Simples
Foi tão simples quanto isto, levantou-se, chovia, e era um dia bom para morrer. Chovia que Deus a dava, alguém choraria por ela assim, os céus vestir-se-iam de cinzento muito escuro e chorariam por ela durante dois dias e duas noites. Soube, na noite anterior, no boletim meteorológico, que também os ventos se levantariam por ela, rodopiando e arrancando telhados de zinco e chassis de auto-caravanas, foi tão simples que dói: olhou-se ao espelho, cabelo branco em desalinho, sobrancelhas cinzentas escuras, um buço que teimou em grudar-se debaixo do nariz e por cima da boca depois da menopausa, lavou a cara e sorriu, o dourado dos caninos de metal precioso onde fixava a esquelética reluziu como se fizesse sol junto à banheira, despediu-se da empregada, deu-lhe a folga merecida, adeus e até amanhã, fechou a porta à chave, sentou-se no sofá, ao seu lado estava o fantasma do seu companheiro de olhos azuis turquesa, e na alcatifa, o arfar do espectro do cãozito schauwzer anão que os acompanhou na entrada da terceira idade, levantou-se, tocou ao de leve, um roçagar, nas paredes que o seu marido construiu a pulso, foi à cozinha, bebeu um copo de água, deixou a porta do armário aberta, espreitou, do alto de um nono andar, o jardim enlameado e as arvorezitas que daqui a cinquenta anos serão finalmente gente e sombra, abriu a janela, não pensou em nada, não chorava, subiu à banqueta, fechou os olhos e decidiu que a vida acabava num voo rápido.

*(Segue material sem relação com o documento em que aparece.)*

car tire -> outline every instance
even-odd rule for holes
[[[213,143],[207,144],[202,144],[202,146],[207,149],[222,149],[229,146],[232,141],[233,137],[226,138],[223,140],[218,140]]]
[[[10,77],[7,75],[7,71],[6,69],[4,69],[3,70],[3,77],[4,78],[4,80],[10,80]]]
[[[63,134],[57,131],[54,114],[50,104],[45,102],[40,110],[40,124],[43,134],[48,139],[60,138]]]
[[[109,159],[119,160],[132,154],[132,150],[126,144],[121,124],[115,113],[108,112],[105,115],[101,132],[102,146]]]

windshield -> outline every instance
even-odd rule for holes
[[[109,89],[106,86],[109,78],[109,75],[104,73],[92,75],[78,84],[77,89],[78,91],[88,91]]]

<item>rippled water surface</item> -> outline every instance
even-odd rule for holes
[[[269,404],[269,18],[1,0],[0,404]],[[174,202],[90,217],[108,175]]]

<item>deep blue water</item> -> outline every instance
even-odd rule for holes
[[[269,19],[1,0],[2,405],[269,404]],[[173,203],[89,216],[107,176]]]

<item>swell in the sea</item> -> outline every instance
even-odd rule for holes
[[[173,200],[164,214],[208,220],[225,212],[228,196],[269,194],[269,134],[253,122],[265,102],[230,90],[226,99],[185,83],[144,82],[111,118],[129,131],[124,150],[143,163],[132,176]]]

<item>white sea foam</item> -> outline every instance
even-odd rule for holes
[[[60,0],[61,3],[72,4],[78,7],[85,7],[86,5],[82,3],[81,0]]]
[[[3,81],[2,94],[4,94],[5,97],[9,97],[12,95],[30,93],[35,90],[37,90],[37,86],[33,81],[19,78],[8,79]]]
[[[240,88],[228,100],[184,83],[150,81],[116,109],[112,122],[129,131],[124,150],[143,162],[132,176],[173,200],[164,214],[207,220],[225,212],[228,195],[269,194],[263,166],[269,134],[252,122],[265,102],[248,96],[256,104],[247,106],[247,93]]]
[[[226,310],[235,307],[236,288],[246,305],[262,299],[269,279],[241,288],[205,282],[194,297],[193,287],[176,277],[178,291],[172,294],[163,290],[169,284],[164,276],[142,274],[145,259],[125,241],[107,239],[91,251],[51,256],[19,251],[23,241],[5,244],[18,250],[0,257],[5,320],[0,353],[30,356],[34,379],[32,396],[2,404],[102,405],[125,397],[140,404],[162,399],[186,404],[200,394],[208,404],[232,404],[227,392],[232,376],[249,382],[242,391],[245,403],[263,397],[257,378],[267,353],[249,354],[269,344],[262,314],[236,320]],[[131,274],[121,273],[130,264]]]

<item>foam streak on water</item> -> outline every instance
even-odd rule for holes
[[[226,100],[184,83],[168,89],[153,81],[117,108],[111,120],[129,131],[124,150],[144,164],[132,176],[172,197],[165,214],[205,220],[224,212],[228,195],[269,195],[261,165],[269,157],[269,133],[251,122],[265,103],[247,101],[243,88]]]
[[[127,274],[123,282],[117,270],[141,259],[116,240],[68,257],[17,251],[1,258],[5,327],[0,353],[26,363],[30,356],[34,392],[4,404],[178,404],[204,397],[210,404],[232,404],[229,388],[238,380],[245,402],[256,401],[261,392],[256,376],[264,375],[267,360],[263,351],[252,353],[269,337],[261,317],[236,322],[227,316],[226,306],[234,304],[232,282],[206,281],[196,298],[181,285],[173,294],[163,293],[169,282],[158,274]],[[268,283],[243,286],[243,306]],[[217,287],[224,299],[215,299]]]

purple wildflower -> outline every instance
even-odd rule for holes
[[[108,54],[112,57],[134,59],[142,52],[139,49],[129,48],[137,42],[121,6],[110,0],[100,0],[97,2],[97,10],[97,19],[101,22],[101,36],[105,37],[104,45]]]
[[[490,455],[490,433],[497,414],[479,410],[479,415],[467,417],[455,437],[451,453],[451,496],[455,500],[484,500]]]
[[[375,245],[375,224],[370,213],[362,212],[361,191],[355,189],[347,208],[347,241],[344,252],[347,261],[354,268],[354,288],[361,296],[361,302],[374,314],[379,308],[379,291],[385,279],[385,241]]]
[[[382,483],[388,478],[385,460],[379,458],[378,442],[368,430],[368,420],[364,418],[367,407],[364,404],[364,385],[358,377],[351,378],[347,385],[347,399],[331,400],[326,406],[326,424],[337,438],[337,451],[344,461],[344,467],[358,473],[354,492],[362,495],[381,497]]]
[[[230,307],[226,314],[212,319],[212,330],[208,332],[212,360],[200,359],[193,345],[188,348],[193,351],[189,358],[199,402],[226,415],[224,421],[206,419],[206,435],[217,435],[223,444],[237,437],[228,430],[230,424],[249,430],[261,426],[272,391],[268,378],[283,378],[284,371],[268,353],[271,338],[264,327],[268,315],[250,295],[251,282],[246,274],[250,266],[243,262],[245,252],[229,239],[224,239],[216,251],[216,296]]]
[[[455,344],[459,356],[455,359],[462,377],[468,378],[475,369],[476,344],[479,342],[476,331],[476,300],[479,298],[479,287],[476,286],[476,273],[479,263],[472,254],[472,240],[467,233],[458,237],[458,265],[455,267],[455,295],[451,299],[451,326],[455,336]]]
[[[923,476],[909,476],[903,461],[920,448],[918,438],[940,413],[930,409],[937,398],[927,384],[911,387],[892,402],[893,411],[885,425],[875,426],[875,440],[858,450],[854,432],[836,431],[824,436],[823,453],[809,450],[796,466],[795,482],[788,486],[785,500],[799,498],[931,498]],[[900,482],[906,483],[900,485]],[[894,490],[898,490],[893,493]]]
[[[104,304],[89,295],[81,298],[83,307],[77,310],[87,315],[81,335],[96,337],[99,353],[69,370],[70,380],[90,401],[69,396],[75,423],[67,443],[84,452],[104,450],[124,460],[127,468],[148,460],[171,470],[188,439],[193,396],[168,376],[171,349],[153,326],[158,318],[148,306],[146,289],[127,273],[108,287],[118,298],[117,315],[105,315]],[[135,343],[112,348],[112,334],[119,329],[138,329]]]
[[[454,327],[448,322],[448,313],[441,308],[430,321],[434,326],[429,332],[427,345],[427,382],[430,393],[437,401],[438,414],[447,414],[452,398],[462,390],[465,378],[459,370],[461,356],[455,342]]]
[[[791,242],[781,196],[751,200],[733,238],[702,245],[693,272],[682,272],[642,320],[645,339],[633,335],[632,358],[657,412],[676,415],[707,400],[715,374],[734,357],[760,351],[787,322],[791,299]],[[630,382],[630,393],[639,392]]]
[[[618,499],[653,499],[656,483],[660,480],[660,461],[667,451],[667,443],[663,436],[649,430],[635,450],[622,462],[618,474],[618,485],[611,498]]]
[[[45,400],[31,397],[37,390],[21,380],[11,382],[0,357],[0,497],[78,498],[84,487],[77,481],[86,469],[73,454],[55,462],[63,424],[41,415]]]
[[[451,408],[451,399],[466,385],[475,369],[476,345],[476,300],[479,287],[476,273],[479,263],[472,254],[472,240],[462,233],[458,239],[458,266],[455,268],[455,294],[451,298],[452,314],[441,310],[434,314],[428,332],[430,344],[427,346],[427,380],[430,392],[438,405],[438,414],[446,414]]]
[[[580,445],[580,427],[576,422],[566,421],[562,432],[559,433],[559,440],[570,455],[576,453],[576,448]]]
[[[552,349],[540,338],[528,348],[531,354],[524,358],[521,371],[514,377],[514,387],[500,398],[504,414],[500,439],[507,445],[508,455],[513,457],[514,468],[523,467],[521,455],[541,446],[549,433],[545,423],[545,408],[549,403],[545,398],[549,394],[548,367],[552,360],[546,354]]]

Este blogue está de luto carregado. Porque foi assim. Simples.
10 comentários:
um beijo
*
E nestas alturas é sempre uma merda porque nunca se sabe o que se há-de dizer... apetece-me dizer asneiras porque ainda esta semana falei contigo e estava tudo bem e agora isto...
estou aqui ou ali ao lado, sempre!
Meus anjos lindos, não fiquem em cuidados, a gente levanta-se, é sempre assim. A velhinha era minha vizinha desde sempre, amiga da família, uma pessoa muito querida, e eu não me vou lembrar dela lá em baixo no jardim, tapada por um plástico preto, vou-me sempre lembrar do seu sorriso e coração de ouro. (e de um sobretudo de cabedal preto também)
Aspalavras jamais traduzirão o que sente ante esse acto final. ou não final, depende daquilo em que acreditamos.
Fico em silêncio contigo.
Um beijo
Vê lá tu, fiz-te uma visita e, como consequência, fiquei cheio de saudades tuas...
[que raro... esta cena do beta blogue. Num é que ele (por auto-recreação, imagino, pois...) me acusa de andré?!?!
Vou deixar passar]
há uma altura...
fico mais descansada embora lamente a tua perda.
*
De arrepiar. Tanto como a lucidez do momento.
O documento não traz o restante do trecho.